Anyway last night I was drunk and smoked weed. I know, what a stupid decision. I don't know how I let that happen but I guess i was just drunk. I didn't have a panic attack or anything though, I was actually fine on it and had a good night. It was in the morning when I woke up that I just instantly regretted it. The anxiety just gripped me the second I realised I was awake and remembered that I smoked a load (I can't even remember how many hits I took). I was kinda hungover and had little sleep but I just felt foggy and detached and really anxious. It's evening now and the existential anxiety I mentioned above is pretty difficult at the moment. Im really sick of being in this state. It's just debilitating. I feel like now that I've smoked weed while in this state I've somehow perma-fucked myself. It's irrational but that's how I feel. I'm feeling so depressed as the apparent meaninglessness of life. It feels like a chore. I look at other people and just don't get how they can just 'be'. I mean they must think about it from time to time, the things I think about. I know I used to think about these things before DP/DR but I feel like other people don't think about them in the same way as I think about them now. It's so horrible. I mean I know that the weed obviously made it worse but I don't think I was doing too well regardless. I'm not going to commit suicide, but I'm thinking about suicide quite a lot and it scares me. I don't want to die, it would tear my parents apart. I was in therapy today but that's not for DP/DR I've been in therapy for a year because I'm quite a messed up kid already. I just cried and cried about my mum and how much grief I've caused her in the last two years with all my hospital admissions and self-harming and stuff. She knows I've been very suicidal and one time when I was crying after a small crisis not too long ago where I cut myself a lot she just broke down and cried too and said 'I couldn't bear to lose you'. I know I love my mum so much but I have no sense of self and it kills me so much.
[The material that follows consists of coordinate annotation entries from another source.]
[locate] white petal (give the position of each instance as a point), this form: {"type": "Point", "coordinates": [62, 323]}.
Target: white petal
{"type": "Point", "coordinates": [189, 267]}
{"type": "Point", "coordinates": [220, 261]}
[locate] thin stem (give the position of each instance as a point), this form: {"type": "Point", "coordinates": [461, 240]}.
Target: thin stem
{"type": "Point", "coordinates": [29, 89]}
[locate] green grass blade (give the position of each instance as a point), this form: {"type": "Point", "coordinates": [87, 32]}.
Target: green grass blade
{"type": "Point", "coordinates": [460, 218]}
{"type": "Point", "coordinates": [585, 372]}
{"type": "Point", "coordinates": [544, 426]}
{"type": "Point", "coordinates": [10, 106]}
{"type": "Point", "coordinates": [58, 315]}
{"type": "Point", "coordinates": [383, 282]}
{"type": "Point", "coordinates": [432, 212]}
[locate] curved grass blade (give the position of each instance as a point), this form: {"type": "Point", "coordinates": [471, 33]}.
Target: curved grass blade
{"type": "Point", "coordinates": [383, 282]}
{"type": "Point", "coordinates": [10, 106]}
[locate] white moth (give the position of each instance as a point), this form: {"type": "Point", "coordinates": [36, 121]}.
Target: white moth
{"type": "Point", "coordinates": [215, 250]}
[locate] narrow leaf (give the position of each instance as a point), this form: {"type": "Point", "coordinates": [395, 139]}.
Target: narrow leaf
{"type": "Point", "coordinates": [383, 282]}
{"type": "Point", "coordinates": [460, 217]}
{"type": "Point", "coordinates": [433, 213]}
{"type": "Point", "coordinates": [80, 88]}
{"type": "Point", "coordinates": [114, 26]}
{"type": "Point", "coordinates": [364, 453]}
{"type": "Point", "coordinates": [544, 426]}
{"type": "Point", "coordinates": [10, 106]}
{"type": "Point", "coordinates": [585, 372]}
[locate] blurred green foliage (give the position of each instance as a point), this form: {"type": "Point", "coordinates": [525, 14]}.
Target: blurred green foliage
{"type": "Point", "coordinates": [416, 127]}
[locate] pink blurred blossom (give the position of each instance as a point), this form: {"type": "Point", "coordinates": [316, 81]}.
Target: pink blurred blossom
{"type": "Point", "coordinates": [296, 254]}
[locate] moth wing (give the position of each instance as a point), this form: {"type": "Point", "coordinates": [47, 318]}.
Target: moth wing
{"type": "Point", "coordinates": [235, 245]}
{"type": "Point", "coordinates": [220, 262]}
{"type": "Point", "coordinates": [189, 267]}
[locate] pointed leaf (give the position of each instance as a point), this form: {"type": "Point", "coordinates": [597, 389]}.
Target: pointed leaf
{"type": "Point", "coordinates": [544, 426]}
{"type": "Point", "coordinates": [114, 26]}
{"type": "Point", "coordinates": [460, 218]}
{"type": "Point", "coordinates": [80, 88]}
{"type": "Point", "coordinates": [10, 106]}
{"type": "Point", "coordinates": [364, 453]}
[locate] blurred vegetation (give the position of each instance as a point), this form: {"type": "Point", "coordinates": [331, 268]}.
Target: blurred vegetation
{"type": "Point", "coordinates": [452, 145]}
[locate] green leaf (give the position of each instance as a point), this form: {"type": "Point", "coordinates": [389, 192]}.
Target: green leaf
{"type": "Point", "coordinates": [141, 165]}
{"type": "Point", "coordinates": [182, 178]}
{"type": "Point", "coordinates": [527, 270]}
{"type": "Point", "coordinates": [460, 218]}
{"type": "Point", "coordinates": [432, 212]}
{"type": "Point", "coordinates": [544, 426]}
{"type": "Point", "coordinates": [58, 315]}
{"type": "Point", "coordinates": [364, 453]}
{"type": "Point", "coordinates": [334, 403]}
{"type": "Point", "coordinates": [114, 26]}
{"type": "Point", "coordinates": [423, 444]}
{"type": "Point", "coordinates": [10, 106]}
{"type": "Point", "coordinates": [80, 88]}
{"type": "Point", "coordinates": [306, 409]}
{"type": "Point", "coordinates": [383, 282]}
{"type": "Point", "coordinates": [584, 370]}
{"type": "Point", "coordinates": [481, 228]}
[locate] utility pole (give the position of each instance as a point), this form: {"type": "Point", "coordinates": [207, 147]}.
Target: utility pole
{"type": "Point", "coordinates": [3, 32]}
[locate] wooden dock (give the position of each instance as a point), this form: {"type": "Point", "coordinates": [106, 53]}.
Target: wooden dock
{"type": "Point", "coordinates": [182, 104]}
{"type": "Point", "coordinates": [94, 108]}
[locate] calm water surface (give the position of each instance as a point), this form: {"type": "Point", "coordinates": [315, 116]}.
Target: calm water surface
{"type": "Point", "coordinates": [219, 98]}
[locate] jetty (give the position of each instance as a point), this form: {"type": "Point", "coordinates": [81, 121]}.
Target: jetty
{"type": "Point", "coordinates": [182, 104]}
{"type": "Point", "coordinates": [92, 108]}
My head is all over the place. I don't feel in control of my thoughts and myself and I'm scared of losing control. I feel like I can't relate to a lot of people on here anymore. I don't worry about things being unreal and solipsism, although I can sympathise with people who do suffer with those sorts of anxieties because they sound horrific. But I just don't know what this is anymore. I don't know what to do. Distracting myself did help a little but I don't know if it's a great strategy. Sometimes it just feels like I'm trying to run away from my own thoughts which is impossible and I just end up feeling desperate and frustrated. I've listened to the audio tapes of Dr Claire Weekes' 'Hope and Help for your Nerves' and tried to 'accept' everything about this but I don't feel like I know how to do it. Since everything is so strange, the idea of 'accepting' anything seems strange. To accept is a strange and absurd and abitrary, meaningless thing to do. That's the nature of the state I'm in. It's engulfed EVERY part of my being. It involves my own consciousness and my own thoughts. I find thoughts themselves strange.

What can I do guys? I have no idea what I can do.


----------



## JayB (Apr 6, 2015)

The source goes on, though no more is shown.